The timer is a one-shot: after it fires, something must reset ("rearm") it for the next cycle. The rearm signal travels through an internal Go channel called resetTimerCh.

Key concepts

Term Meaning
Force-flush timer Per-stream timer that fires every force_flush_interval to flush pending events regardless of batch size.
Rearm Resetting the timer after it fires so it will fire again. Without rearming, the timer is spent and never fires again.
Unbuffered channel A Go pipe that transfers a message only when sender and receiver are ready simultaneously. If the receiver is not waiting, a non-blocking send is silently skipped.
Buffered channel (size 1) A Go pipe that holds one message even if no receiver is waiting yet. The next receiver picks it up whenever it is ready.

Problem

resetFlushTimer() sends the rearm signal via non-blocking select:

select {
case q.resetTimerCh <- struct{}{}:
default: // silently skipped if no receiver is ready
}

resetTimerCh is unbuffered. Two goroutines are involved: manageFlushTimer (owns the timer, listens on resetTimerCh) and the main loop (calls resetFlushTimer() after each send). The race:

  1. Timer fires. manageFlushTimer signals the main loop via flushCh.
  2. Main loop receives, calls send(), then calls resetFlushTimer().
  3. manageFlushTimer has not yet returned to its select -- it is still completing the flushCh send.
  4. resetTimerCh is unbuffered and manageFlushTimer is not listening. The rearm hits default: and is lost.
  5. manageFlushTimer returns to its select. Channel is empty. Timer is never rearmed.
sequenceDiagram
    participant TM as manageFlushTimer
    participant CH as resetTimerCh (unbuffered)
    participant S as main loop

    Note over TM: Timer fires
    TM->>S: flushCh signal ("flush now")
    Note over TM: Has not returned to select yet
    Note over S: send() completes, calls resetFlushTimer()
    S->>CH: try to send rearm signal
    Note over CH: Unbuffered: needs receiver ready NOW
    Note over CH: manageFlushTimer not listening
    CH--xS: DROPPED (hits default)
    Note over TM: Returns to select... channel empty
    Note over TM: Timer dead. Never fires again.
    Note over S: Events accumulate with no timer to flush them.
    Note over S: ~33 min later, batch hits 1MB size limit.
Loading

The batch sits silently until a size-flush or an agent restart. No error or warning is logged because the default: path produces no output.

Fix

Two changes:

1. Buffer resetTimerCh by 1.

// Before:
resetTimerCh: make(chan struct{})    // unbuffered -- rearm lost if receiver not ready

// After:
resetTimerCh: make(chan struct{}, 1) // buffer parks the rearm until receiver returns

One pending rearm is sufficient. The signal is idempotent: it always means "reset to force_flush_interval from now." If one is already buffered, a second is redundant and safely dropped by default:.

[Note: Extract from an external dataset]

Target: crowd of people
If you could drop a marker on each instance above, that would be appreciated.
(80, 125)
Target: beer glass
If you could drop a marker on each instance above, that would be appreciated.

2. Add a rate-limited flush-stall warning.

The silent failure was unacceptable -- the agent gave no indication that a stream was stuck. Added maybeWarnFlushStalled() which emits a WARN when a batch has been pending for 2x the flush interval:

W! cloudwatchlogs flush stalled for (group/stream): oldest of 3 pending events
   has waited 12s (>= 2x flush_interval 5s) without being flushed;
   the flush timer may have failed to rearm.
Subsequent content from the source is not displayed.